As can be seen, the pilot has all the conflicting and other traffic in the vicinity displayed on his ND to help build mental picture. Also, perhaps to a greater degree, listening out through his headphones, or speaker, the chatter between the other aircraft in the vicinity and the control tower, helps them to form that mental picture. In an ideal world he/ she will not do anything to compromise safety. The Litmus test is to ask the question whether one would take the same course of action if one’s family was on board that flight.

This bring me to the recent report of a SriLankan Airbus 330 aircraft that declined to climb when given clearance to climb by Ankara Air Traffic Control (ATC), as they were aware of another aircraft at higher level. The crew would have had the display of all the traffic in the vicinity on their ND’s (the instruments are duplicated). Therefore, there was no real conflict of traffic and good communication prevailed to ensure that it was a non-event. This is a common occurrence of the day-to-day life of an airline pilot.

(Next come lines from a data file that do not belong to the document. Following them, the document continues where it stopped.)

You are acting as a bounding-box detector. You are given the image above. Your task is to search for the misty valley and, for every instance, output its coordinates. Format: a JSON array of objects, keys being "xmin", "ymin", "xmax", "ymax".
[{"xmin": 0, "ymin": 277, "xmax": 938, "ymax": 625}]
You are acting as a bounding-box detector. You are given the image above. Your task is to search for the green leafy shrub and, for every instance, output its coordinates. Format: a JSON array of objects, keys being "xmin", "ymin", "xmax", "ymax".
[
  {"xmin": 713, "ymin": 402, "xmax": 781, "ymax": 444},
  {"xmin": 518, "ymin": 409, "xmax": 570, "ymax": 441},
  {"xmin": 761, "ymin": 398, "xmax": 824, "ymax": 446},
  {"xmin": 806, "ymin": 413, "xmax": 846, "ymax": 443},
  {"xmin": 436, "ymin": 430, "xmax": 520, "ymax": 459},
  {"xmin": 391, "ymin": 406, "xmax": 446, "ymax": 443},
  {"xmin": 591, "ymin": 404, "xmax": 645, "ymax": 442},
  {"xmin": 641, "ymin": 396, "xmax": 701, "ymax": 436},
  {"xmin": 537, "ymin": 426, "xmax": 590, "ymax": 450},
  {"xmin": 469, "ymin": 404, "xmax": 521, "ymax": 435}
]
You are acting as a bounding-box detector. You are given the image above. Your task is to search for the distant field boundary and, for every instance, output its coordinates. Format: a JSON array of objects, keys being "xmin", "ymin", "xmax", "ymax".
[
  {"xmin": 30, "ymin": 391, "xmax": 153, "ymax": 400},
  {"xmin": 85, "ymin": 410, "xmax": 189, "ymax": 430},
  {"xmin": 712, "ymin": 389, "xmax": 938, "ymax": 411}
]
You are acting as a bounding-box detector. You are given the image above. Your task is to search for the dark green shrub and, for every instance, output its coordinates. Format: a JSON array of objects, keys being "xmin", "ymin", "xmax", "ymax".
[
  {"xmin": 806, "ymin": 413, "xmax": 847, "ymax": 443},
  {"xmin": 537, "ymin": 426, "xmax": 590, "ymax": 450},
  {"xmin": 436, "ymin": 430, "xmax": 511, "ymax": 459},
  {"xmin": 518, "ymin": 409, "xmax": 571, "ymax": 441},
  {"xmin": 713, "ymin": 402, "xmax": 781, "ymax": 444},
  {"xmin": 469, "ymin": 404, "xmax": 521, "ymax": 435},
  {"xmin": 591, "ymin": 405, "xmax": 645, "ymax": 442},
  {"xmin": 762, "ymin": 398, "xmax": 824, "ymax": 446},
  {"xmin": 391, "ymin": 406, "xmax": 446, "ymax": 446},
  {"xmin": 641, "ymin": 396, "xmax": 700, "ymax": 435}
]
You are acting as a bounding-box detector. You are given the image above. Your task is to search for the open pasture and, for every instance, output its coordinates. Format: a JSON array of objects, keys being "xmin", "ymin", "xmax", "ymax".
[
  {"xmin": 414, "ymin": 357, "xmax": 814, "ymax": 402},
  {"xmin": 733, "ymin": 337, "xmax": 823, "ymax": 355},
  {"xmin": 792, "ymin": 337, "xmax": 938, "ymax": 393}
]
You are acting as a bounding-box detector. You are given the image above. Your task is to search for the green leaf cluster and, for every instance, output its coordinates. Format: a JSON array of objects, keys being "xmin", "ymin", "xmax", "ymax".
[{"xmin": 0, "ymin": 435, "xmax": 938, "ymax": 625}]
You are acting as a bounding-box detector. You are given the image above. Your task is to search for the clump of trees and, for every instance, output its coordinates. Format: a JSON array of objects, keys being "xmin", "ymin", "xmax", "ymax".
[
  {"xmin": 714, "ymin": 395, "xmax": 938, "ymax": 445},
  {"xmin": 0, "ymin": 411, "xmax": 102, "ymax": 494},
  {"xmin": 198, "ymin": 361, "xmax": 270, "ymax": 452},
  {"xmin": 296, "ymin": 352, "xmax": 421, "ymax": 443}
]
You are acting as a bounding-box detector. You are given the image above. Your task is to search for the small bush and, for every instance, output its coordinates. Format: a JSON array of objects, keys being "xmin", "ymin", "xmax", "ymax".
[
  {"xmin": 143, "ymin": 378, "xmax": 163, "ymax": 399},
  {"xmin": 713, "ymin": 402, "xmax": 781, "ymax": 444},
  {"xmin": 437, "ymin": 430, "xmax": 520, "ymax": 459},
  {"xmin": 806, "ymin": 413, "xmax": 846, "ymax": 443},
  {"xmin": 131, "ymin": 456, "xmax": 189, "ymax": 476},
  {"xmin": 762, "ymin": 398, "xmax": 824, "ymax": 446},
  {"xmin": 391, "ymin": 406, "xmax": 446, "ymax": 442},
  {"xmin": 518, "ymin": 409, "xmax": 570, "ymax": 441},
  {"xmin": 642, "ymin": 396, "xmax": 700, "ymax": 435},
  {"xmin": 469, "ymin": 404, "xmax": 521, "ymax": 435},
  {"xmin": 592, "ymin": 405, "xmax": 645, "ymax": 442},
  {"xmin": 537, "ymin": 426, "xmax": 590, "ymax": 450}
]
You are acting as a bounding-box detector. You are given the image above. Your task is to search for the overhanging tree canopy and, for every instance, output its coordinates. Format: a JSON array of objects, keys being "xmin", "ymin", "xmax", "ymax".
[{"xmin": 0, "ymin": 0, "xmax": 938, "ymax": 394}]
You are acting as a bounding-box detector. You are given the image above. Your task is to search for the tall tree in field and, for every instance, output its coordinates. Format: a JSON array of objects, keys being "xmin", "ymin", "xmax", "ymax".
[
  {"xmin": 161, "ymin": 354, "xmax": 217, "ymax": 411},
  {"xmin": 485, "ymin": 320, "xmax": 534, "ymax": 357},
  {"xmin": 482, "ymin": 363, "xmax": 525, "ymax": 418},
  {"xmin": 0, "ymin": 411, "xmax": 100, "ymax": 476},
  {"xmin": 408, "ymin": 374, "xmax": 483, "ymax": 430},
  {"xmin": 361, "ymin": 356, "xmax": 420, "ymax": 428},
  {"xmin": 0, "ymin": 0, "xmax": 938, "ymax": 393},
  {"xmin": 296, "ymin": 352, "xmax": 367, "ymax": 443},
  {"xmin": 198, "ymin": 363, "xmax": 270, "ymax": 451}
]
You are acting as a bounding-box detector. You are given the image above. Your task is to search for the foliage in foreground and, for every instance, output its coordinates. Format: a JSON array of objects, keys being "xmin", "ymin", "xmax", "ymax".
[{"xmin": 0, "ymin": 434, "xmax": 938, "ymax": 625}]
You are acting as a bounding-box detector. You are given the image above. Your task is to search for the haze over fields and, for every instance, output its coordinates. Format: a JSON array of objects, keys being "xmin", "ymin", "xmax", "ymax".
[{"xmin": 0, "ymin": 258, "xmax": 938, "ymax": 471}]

It probably warranted a confidential ‘Incident Report’ which is essentially a confidential feedback to the management and can be passed on to the ATC in Ankara, Turkey, through proper channels to fine-tune their operations. The cardinal rule in report writing is that it should contain only facts in the third person and the crew should never pat themselves on their backs! By accident or design this non-event had been leaked to the media and hyped. Was it to create a distraction from our day-to-day problems? As one airline pilot put it, it was no big deal. How did the confidential document such as this leak out to the public domain? In contrast if a surgeon saves a patient’s life, using his knowledge, experience and skill, he does not go bragging in public and it doesn’t even make the news!

After two significant crashes in the early seventies in Florida Everglades and Portland, Oregon, USA, in the pre-glass cockpit era, it became evident that resource management, communications and knowledge on human factors were deficient among airline crews and needed to be formally instructed in these ‘soft skills’. Workshops were soon designed and conducted to discuss all aspects of an Airline pilots’ working life. It became mandatory to be held every two years for all airline pilots the world over. By the pilots for the pilots. The surgeons soon copied the methods used like the use of checklists and called it ORM (Operating Room Management). The Captain or the Surgeon sets the ‘tone’ in his team.

The writer was a Crew Resource Management (CRM) facilitator for almost 10 years in a successful far eastern carrier. At the end of the three to five day programme, he wrapped up with a quote from Capt. Robert N Buck “My heroes are the unknown, unheralded airline pilots who fly without incident or accident, making decisions, stopping potential disasters before they happened, flying all night to see though scratchy, tired eyes; fighting bad weather in all seasons from ice to thunderstorms; away from home and family for at least half of every month.”

Almost every time I got a hesitant applause from the wide cross section of Aviators in the class room. This was a normal day-to-day experience in an Airline pilot’s working life and it boils down to professionalism.